Apart from wars, this is the most expensive undertaking in the world. It was a huge engineering project that started in the mid-1800’s and that employed thousands, cost millions of dollars, and took years to complete.
We will follow the story of the Panama Canal project as documented in Identifying and Managing Project Risk by Tom Kendrick. We will also discussed the latest canal expansion project to be completed by the year 2014.
Part 1: Anatomy of a Failed Project:
The first Panama Canal project was a failure. The work the began on 1881 by Ferdinand de Lesseps, the builder of the Suez Canal, which triumph earned him the nickname “The Great Engineer,” but this project was abruptly stopped 8 years later.
It has been said that the canal failure was due to improper Risk management planning. It is important to pay attention and take into account lessons learned on projects from the past and not just plan for the future. Mistakes were made for a long, long time until finally it failed.
Risks were not identified effectively or were ignored, and the primary risk management strategy seems to have been “hoping for the best.”
Planning for the project was also a low priority. De Lesseps paid little attention to technical problems. Many engineers voted against the canal project due to technical difficulties but De Lesseps ignored the views of those who disagreed with him. He believed that need would result in innovation, as it had at Suez, and that the future would take care of itself.

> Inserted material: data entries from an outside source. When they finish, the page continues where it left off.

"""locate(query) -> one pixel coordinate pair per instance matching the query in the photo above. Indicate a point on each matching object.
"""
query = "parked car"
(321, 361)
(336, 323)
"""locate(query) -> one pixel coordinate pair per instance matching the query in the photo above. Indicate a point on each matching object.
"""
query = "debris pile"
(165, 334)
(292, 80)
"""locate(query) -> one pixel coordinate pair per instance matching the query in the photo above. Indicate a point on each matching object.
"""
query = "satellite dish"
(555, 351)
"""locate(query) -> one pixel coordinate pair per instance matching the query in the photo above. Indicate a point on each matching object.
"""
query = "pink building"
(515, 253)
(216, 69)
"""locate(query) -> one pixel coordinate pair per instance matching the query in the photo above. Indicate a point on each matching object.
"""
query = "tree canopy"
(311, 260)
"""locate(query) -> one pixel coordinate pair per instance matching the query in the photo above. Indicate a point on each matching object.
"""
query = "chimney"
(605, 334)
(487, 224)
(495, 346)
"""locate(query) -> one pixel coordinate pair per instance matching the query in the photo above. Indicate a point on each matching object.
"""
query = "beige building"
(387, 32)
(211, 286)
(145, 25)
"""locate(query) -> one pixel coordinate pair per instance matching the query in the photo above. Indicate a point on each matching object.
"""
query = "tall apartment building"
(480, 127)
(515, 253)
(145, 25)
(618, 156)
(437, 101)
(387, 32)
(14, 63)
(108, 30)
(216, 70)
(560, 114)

The original estimates of the volume of excavation required started to rise, to 120 million cubic meters-almost triple the estimates provided in the original plan. As the magnitude of the effort rose, De Lesseps made no public changes to his cost estimates or to the completion date.
Panama is in the tropics, and torrential rains for much of the year created floods that impeded the digging and made the work very dangerous. The frequent rains turned Panama’s clay into a flowing, sticky sludge that bogged down work, and the moist, tropical salt air combined with the viscous mud to destroy the machinery. There was also the issue of elevation. The continental divide in Panama is not too high by North or South American standards, but it does rise to more than 130 meters. For a canal to cross the central portion of Panama, it would be necessary to dig a trench more than fifteen kilometers long to this depth, an unprecedented amount of excavation. Digging the remainder of the eighty-kilometer transit across the isthmus was nearly as daunting.
Funding for the work was a problem, as only a portion of the money that was raised was allocated to construction (most of the money went for publicity, including a very impressive periodic Canal Bulletin, used to build interest and support).
Diseases like malaria and yellow fever were also troublesome and killed many workers. Eventually, thousands of workers died, creating a negative publicity and the idea of a sea-level canal doomed.
the Canal Bulletin reported good progress (regardless of what was actually happening). As the project continued, many changes were made but not disclosed or reported out. The opening of the canal eventually delayed and millions of more dollars spent for less than 1/5 completion.
Failures to raise funding, De Lesseps liquidated his company and the project ended. The French empire collapse with the most costly project in history.
With no post-project analysis, the French and many investors lost over $300 millions, decade of work and no canal including many lost of lives (workers who came to Panama).
In conclusion, while it seems as the possible idea of a sea-level canal became the impossible task; nevertheless, the project management practices of those years could have been beneficial with the appropriate objective, better communication and the appropriate risk management plan.
You can not effectively manage the resources, time and money in a project unless you actively manage the project scope.